Exploring magnons with superconducting qubits

Devices taking advantage of the collective quantum behavior of spin excitations in magnetic materials—known as magnons—have the potential to improve quantum computing devices. However, using magnons in quantum devices requires an in-depth understanding of their nature and limitations. A new experimental technique uses superconducting qubits to sensitively characterize magnon behavior in previously unexplored regimes.

Researchers in the Grainger College of Engineering at the University of Illinois Urbana-Champaign have reported in the journal Physical Review Applied that highly excited magnon behavior in ferromagnetic materials can be accurately characterized by coupling the material to a superconducting qubit via a microwave cavity. This setup allowed the researchers to characterize both the number of magnons and their lifetimes when thousands of excitations are present, a regime that has not been studied well.
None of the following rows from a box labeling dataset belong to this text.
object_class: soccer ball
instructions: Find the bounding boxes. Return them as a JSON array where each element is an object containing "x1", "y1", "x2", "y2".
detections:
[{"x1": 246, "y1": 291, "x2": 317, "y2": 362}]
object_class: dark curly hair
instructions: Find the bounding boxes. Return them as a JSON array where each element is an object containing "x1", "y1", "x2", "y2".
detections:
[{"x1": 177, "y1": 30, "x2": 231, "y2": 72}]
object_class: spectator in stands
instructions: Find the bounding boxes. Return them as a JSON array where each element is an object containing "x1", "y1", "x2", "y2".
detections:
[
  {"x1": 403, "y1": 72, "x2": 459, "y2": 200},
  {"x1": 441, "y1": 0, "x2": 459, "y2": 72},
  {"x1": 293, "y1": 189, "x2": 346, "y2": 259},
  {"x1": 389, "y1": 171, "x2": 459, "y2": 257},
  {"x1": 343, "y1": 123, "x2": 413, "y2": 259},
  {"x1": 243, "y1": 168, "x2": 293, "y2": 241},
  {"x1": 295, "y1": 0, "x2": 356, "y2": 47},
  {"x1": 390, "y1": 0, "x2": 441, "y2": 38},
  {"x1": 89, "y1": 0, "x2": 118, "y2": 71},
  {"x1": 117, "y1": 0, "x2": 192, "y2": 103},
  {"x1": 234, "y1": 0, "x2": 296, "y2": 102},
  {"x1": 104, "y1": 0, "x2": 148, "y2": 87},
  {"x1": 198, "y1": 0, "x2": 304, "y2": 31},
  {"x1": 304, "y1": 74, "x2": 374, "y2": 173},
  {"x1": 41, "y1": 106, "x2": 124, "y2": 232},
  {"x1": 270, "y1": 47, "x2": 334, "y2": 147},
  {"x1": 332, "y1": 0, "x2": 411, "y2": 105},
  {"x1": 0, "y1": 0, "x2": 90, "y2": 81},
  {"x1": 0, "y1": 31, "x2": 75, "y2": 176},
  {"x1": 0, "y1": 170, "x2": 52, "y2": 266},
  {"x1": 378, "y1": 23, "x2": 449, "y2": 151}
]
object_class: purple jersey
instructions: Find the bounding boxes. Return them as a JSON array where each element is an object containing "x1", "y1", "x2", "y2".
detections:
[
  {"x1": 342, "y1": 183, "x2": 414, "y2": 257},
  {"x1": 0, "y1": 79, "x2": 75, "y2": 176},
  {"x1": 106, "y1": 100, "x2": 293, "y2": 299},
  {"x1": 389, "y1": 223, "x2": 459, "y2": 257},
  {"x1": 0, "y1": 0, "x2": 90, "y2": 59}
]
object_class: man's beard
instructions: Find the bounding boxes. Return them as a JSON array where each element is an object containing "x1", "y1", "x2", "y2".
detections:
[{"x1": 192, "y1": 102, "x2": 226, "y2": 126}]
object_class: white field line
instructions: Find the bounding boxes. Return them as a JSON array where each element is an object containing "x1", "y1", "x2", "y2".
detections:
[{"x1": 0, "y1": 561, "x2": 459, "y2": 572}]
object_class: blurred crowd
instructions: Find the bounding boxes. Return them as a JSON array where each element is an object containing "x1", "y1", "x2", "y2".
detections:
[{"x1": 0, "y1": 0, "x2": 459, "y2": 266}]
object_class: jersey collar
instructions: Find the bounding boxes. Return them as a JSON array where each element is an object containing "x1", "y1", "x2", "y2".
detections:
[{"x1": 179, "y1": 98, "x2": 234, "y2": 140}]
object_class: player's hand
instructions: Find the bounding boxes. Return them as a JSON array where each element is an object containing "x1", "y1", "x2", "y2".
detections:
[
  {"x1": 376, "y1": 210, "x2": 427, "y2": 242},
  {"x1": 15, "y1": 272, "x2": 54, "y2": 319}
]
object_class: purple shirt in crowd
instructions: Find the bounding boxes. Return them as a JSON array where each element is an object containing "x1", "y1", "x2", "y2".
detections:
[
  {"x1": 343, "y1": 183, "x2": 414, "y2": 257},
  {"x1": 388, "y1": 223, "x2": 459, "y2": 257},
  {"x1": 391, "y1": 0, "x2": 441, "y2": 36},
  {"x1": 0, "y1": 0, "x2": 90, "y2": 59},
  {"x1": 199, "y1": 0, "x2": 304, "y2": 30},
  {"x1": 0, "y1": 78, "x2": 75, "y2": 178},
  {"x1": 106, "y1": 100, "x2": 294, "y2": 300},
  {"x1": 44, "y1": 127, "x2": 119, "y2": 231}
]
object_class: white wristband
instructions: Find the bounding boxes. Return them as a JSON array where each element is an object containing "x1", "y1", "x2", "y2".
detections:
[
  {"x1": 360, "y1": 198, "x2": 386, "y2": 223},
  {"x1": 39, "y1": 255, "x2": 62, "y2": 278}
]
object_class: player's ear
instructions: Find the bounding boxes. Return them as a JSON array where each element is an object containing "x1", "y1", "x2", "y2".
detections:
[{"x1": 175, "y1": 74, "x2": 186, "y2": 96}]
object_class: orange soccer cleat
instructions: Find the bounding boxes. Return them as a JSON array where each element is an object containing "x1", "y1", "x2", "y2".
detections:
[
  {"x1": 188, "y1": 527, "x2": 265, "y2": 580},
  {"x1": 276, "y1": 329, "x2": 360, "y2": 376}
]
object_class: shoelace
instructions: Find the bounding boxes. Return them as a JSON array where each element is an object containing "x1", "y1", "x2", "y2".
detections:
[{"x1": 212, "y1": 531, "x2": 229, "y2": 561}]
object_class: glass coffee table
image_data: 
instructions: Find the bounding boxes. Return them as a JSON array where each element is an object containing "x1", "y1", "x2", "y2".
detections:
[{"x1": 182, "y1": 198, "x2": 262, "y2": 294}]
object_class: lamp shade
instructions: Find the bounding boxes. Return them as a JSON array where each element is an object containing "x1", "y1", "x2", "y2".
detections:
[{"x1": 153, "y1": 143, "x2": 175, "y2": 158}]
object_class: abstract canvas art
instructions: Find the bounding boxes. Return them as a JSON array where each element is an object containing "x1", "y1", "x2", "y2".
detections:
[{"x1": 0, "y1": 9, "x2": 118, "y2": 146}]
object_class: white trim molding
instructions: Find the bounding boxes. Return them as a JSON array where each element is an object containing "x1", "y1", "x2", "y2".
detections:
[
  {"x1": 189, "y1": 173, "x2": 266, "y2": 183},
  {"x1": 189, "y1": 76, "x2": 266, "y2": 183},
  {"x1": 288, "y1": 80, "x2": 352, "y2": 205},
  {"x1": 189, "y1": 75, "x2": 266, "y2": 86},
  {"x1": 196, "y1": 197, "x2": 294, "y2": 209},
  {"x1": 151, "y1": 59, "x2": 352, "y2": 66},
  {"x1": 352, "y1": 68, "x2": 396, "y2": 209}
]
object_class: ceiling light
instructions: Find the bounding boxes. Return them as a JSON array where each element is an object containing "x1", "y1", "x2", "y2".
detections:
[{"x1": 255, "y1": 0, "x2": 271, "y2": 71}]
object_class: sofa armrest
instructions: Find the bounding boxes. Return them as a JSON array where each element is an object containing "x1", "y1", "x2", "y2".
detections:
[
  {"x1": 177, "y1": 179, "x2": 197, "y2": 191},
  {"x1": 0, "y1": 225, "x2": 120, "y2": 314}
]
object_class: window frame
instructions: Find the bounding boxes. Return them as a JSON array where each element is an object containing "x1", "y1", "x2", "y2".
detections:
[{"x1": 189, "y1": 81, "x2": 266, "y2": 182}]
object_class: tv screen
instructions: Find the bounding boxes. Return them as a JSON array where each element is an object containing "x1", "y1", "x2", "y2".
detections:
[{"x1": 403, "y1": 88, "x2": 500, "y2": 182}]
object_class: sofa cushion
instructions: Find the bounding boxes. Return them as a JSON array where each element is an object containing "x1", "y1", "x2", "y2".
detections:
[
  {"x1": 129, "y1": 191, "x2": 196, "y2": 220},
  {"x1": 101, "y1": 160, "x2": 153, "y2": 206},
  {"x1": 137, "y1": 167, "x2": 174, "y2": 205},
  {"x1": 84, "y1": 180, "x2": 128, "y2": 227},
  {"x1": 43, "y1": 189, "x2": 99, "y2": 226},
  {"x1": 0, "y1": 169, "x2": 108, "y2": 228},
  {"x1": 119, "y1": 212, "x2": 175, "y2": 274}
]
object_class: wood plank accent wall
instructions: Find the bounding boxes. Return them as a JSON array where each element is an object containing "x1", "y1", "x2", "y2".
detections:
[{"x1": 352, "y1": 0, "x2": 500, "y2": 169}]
“To be useful in quantum computing applications, limitations on magnon systems need to be understood properly,” said Sonia Rani, the study’s lead author. “The problem is that there isn’t a good theory for when certain effects become important, and if we should expect them to lead to detrimental effects.

“Our experiment shows that we can use superconducting qubits as flexible detectors to study magnons in these magnetic systems over a large range, which is exciting both for the quantum computing connection and for fundamental science.”

Magnon devices can enhance quantum computers with functionalities such as nonreciprocity, in which the device only allows information to flow in one direction, and transduction, or conversion between different operating frequencies for different systems.

These functionalities assume linear magnon behavior, or that the magnon excitations in the material do not interact with each other, and that their damping is well-described by simple, empirical models. It is unclear at which points these assumptions break down, and whether that matters for quantum device applications.

To explore systems with large numbers of magnons present, Rani and her coworkers in the research group of Illinois physics professor Wolfgang Pfaff used a device called a superconducting qubit—a quantum computing component whose sensitivity to electric fields also makes it useful for precision measurement. They connected it to the magnon device, which is sensitive to magnetic fields, with a microwave cavity, in which electromagnetic waves facilitate conversion between electric and magnetic fields.

The experiment allowed the researchers to explore the magnon dynamics with two techniques. The first, dispersive frequency shift, takes advantage of a relationship between the number of magnons present and the superconducting qubit’s frequency of operation. This allowed the researchers to pinpoint the number of magnons present with an error of 0.5%.

The second, parametric pumping, can be used to temporarily create an interaction between the qubit and the magnons and control its strength. This provided another measurement of the number of magnons present, and it allowed the decay of the magnon excitations to be tracked.

“Parametric pumping is particularly appealing because it allows us to accurately explore the magnon dynamics as the system evolves in time, and it does it in a way that does not degrade the superconducting qubit sensor,” Rani said. “It’s a flexible, integrated approach ideal for monitoring magnon dynamics.”

The material explored by the researchers in this study, yttrium-iron-garnet, exhibited linear behavior with well-understood damping characteristics of up to 2,000 magnon excitations. Future studies could explore more magnetic materials with stronger excitations to explore the onset and impact of nonlinear effects, where the magnons interact with each other.

“This work sets the stage for new kinds of quantum devices in two ways,” Pfaff said. “First, it shows in a very practical way how we can integrate superconducting qubits and magnetic systems—two platforms that are normally very much at odds with each other. And second, it allows us to ‘screen’ magnetic systems for nonidealities that would compromise the performance of a quantum device.”